The relay nodes are typically cloned Linux-based images and their role is to proxy malicious traffic to an exit node that communicates with targeted victim environments.
By contrast, ORB2/FLORAHOX is a hybrid network that consists of an Adversary Controlled Operations Server (ACOS), compromised connected devices (routers and IoT), and VPS services that run the traffic through TOR and multiple hacked routers.
The researchers believe that this mesh is “used in cyber espionage campaigns by a diverse set of China-nexus threat actors” to obfuscate the traffic from the source.
The network appears to contain several subnetworks composed of compromised devices recruited by the router implant FLOWERWATER as well as other router-based payloads.
Although ORB2/FLORAHOX is used by multiple threat actors, Mandiant says that trusted third-party sources have reported clusters of activity attributed to China-linked adversaries APT31/Zirconium that focus on intellectual property theft.
“ORB2 represents a more complicated design including the relay of traffic through TOR nodes, provisioned VPS servers, and different types of compromised routers including CISCO, ASUS, and Draytek end-of-life devices” – Mandiant
Apart from FLOWERWATER, the researchers say that additional payloads and tools (MIPS router tunneler PETALTOWER, SHIMMERPICK bash scripts) are used to navigate the ORB2 network and pre-existing nodes based on command-line inputs.
Regardless of the type of devices used, an ORB network has a set of essential components that allow it to work properly:
- Adversary Controlled Operations Server (ACOS) – server for administering nodes in an ORB network
- Relay node – lets users authenticate to the network and relay traffic through the larger traversal pool on ORB nodes
- Traversal nodes – the main nodes composing an ORB network, obfuscate the origin of the traffic
- Exit/Staging nodes – used to launch attacks on targets
- Victim server: victim infrastructure communicating with the node on the ORB network
Enterprise defense challenges
The use of ORBs has been observed in the past, the most prominent recent example being the Volt Typhoon attacks on US critical infrastructure organizations using SOHO network equipment (e.g. routers, firewalls, and VPN appliances).
Because of how malicious ORBs function, they provide stealth, resilience, and independence from the internet infrastructure in a country.
Multiple threat actors use these network infrastructures for limited periods, which impacts tracking them and attribution.
According to Mandiant, the lifespan of an IPv4 address of an ORB node can be as short as 31 days.
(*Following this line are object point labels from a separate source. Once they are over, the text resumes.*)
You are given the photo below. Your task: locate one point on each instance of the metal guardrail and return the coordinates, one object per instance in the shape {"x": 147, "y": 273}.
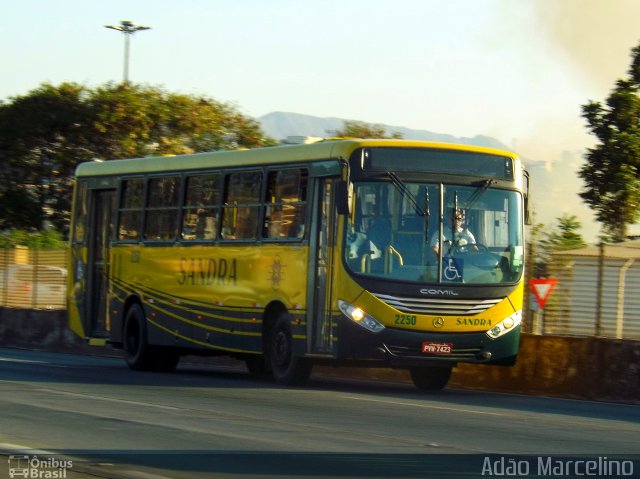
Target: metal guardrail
{"x": 33, "y": 279}
{"x": 36, "y": 279}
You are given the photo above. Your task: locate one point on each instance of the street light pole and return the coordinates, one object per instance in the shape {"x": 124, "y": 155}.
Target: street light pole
{"x": 128, "y": 28}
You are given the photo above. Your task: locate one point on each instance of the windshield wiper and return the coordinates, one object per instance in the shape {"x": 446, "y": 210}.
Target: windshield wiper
{"x": 482, "y": 187}
{"x": 402, "y": 187}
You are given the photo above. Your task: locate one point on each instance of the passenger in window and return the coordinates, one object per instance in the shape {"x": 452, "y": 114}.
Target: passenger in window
{"x": 461, "y": 237}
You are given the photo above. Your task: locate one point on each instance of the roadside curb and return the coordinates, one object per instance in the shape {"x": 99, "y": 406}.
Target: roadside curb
{"x": 589, "y": 368}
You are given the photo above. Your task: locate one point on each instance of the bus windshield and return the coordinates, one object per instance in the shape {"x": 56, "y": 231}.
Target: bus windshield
{"x": 435, "y": 233}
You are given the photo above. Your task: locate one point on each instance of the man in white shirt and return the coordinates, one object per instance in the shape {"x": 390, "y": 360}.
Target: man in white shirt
{"x": 461, "y": 237}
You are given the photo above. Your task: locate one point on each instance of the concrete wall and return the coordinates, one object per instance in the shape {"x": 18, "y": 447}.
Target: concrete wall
{"x": 573, "y": 367}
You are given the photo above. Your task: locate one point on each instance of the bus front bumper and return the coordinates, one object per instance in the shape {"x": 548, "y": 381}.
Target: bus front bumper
{"x": 401, "y": 348}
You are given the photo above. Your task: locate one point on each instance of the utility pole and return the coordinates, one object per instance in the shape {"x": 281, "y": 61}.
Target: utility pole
{"x": 128, "y": 28}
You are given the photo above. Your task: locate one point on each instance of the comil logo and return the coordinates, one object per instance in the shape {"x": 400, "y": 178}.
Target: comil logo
{"x": 38, "y": 468}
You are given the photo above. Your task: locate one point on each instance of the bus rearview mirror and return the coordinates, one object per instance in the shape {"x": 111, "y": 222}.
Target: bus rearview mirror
{"x": 344, "y": 197}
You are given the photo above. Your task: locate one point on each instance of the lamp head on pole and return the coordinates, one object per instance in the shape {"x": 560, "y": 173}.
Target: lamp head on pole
{"x": 127, "y": 27}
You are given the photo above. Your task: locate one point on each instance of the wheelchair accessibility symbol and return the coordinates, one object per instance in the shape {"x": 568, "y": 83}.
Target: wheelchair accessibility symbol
{"x": 452, "y": 269}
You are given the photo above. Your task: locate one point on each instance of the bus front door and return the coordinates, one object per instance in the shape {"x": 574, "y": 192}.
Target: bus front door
{"x": 100, "y": 234}
{"x": 320, "y": 323}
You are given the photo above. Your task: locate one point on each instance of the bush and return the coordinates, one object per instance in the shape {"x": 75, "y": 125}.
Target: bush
{"x": 49, "y": 239}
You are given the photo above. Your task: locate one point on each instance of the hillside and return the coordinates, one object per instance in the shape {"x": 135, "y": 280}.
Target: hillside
{"x": 554, "y": 185}
{"x": 280, "y": 125}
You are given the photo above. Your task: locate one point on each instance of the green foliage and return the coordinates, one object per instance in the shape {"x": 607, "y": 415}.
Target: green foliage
{"x": 46, "y": 133}
{"x": 48, "y": 239}
{"x": 611, "y": 173}
{"x": 565, "y": 235}
{"x": 359, "y": 129}
{"x": 562, "y": 237}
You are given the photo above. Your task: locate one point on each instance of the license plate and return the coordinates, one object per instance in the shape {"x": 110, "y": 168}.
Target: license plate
{"x": 437, "y": 348}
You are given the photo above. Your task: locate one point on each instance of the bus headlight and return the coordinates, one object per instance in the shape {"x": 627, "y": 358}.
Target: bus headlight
{"x": 359, "y": 317}
{"x": 506, "y": 325}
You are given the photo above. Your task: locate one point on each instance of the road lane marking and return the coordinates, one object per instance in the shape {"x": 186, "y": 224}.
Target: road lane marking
{"x": 425, "y": 406}
{"x": 115, "y": 400}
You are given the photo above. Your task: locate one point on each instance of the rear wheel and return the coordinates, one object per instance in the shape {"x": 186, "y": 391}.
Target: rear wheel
{"x": 430, "y": 378}
{"x": 136, "y": 348}
{"x": 256, "y": 365}
{"x": 287, "y": 368}
{"x": 139, "y": 355}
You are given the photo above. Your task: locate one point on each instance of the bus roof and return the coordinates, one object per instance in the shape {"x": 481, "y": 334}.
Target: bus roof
{"x": 322, "y": 150}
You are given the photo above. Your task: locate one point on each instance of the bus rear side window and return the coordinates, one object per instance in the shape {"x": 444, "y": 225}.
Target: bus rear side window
{"x": 241, "y": 205}
{"x": 285, "y": 204}
{"x": 162, "y": 209}
{"x": 200, "y": 213}
{"x": 130, "y": 212}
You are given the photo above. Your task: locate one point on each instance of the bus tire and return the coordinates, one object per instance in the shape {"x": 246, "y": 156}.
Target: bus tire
{"x": 164, "y": 359}
{"x": 430, "y": 378}
{"x": 137, "y": 352}
{"x": 256, "y": 365}
{"x": 286, "y": 367}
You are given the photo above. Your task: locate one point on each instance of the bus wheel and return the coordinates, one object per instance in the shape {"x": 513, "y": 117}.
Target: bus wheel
{"x": 164, "y": 359}
{"x": 287, "y": 369}
{"x": 256, "y": 365}
{"x": 137, "y": 351}
{"x": 430, "y": 378}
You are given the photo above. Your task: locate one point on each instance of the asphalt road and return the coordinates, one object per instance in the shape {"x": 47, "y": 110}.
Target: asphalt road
{"x": 214, "y": 420}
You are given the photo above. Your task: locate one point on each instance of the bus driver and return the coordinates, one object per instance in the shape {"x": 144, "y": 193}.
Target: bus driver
{"x": 461, "y": 237}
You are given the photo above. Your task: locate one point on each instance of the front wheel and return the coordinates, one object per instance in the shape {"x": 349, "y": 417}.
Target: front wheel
{"x": 136, "y": 349}
{"x": 139, "y": 355}
{"x": 287, "y": 368}
{"x": 430, "y": 378}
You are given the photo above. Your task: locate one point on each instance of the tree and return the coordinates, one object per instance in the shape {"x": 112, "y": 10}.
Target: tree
{"x": 47, "y": 132}
{"x": 359, "y": 129}
{"x": 565, "y": 235}
{"x": 611, "y": 173}
{"x": 562, "y": 237}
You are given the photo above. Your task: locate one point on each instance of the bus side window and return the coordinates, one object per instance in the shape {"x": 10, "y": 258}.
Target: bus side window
{"x": 130, "y": 211}
{"x": 286, "y": 197}
{"x": 162, "y": 208}
{"x": 200, "y": 211}
{"x": 241, "y": 205}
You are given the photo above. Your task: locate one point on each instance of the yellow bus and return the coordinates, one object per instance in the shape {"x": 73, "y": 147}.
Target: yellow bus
{"x": 385, "y": 253}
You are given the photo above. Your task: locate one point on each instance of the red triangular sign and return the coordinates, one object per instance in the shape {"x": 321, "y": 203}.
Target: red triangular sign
{"x": 542, "y": 288}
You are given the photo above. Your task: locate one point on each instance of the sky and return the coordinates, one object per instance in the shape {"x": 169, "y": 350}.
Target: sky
{"x": 518, "y": 71}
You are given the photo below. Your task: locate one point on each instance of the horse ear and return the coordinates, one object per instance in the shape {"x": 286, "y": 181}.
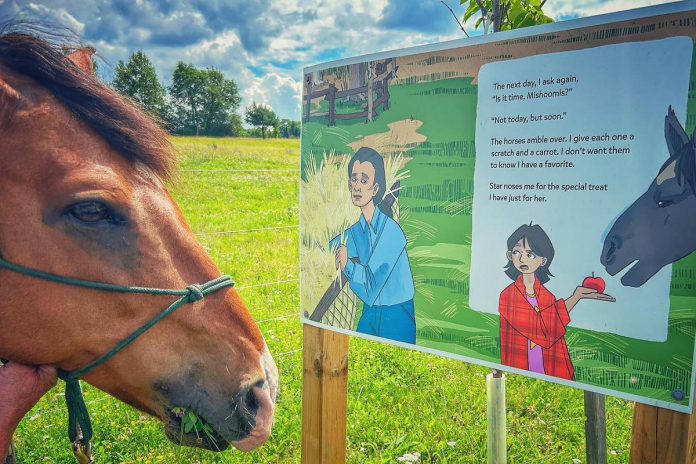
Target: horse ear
{"x": 82, "y": 58}
{"x": 675, "y": 134}
{"x": 9, "y": 101}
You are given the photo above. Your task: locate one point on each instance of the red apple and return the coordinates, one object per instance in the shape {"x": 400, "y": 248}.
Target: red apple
{"x": 595, "y": 283}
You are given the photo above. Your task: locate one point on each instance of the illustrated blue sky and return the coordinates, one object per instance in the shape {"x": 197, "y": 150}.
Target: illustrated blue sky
{"x": 261, "y": 44}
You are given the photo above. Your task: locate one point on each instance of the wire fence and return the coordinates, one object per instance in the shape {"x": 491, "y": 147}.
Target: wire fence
{"x": 243, "y": 231}
{"x": 214, "y": 171}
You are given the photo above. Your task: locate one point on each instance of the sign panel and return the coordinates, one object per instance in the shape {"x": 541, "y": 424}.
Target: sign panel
{"x": 524, "y": 201}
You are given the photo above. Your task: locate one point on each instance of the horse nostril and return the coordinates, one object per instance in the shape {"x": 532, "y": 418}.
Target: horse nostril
{"x": 614, "y": 244}
{"x": 251, "y": 402}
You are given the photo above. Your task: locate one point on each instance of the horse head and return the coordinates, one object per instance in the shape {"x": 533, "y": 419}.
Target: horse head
{"x": 659, "y": 228}
{"x": 83, "y": 195}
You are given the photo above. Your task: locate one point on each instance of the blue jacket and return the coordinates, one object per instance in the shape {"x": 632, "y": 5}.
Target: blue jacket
{"x": 382, "y": 277}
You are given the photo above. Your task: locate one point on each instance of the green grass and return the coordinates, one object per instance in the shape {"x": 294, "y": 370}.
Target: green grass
{"x": 399, "y": 401}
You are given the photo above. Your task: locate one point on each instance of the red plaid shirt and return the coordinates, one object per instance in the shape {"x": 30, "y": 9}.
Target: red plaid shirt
{"x": 520, "y": 322}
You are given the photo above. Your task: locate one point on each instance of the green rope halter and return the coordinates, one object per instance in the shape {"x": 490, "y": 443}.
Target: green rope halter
{"x": 79, "y": 425}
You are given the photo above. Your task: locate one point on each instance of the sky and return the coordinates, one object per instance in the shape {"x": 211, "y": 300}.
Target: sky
{"x": 261, "y": 44}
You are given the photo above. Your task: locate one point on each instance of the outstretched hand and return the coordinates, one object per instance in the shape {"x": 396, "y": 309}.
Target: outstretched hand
{"x": 341, "y": 257}
{"x": 592, "y": 294}
{"x": 21, "y": 387}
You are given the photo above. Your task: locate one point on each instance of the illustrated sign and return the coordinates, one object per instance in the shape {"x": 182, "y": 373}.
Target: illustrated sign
{"x": 524, "y": 201}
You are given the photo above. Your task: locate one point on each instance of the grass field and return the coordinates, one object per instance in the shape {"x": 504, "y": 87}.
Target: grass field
{"x": 399, "y": 401}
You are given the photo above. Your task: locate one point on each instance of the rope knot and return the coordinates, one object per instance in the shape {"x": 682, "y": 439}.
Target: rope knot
{"x": 195, "y": 293}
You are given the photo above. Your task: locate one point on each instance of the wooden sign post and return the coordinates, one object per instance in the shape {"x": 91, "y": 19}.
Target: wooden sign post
{"x": 661, "y": 436}
{"x": 324, "y": 396}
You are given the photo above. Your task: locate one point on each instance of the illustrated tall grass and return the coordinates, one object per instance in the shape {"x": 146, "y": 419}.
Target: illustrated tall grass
{"x": 327, "y": 212}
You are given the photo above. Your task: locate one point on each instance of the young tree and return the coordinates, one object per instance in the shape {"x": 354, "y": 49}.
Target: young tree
{"x": 288, "y": 128}
{"x": 137, "y": 79}
{"x": 504, "y": 15}
{"x": 237, "y": 126}
{"x": 261, "y": 116}
{"x": 203, "y": 101}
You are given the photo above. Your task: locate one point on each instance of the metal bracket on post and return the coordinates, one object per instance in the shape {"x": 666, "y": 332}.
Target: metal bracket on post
{"x": 497, "y": 429}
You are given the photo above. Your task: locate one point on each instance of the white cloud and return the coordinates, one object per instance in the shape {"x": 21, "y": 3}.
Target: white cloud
{"x": 279, "y": 91}
{"x": 296, "y": 33}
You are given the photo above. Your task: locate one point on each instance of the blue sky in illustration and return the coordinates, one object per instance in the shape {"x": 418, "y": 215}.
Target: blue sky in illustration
{"x": 264, "y": 45}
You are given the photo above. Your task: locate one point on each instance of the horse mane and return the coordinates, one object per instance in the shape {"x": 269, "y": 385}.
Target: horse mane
{"x": 686, "y": 165}
{"x": 39, "y": 52}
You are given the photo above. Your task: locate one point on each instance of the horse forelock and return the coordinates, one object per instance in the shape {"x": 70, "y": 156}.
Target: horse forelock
{"x": 26, "y": 49}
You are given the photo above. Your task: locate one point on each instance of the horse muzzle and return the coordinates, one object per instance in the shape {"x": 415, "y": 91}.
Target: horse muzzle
{"x": 200, "y": 417}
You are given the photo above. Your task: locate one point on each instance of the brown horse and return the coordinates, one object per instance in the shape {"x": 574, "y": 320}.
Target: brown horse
{"x": 82, "y": 194}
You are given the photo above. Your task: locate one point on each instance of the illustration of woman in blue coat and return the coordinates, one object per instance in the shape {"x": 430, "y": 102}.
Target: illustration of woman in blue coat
{"x": 372, "y": 254}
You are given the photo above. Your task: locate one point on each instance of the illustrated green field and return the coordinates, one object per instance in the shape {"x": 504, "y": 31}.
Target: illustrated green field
{"x": 399, "y": 401}
{"x": 437, "y": 198}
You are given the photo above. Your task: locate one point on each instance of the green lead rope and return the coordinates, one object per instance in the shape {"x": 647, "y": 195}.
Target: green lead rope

This appears to be a feature of ORB network contractors in China, who can “cycle significant percentages of their compromised or leased infrastructure on a monthly basis.”
Defenders can miss malicious traffic from these networks because ORB administrators use Autonomous System Number (ASN) providers in various parts of the world.
Apart from making them more reliable, this also allows adversaries to target enterprises from devices in close geographic proximity, which raises less suspicions when analyzing traffic.
“One such example would be traffic from a residential ISP that is in the same geographic location as the target that is regularly used by employees and would be less likely to get picked up for manual review” – Mandiant
With attackers increasingly using ORBs, protecting enterprise environments becomes even more difficult since detection becomes more complex, attribution is more complicated, and indicators for adversary infrastructure are less useful for defenders.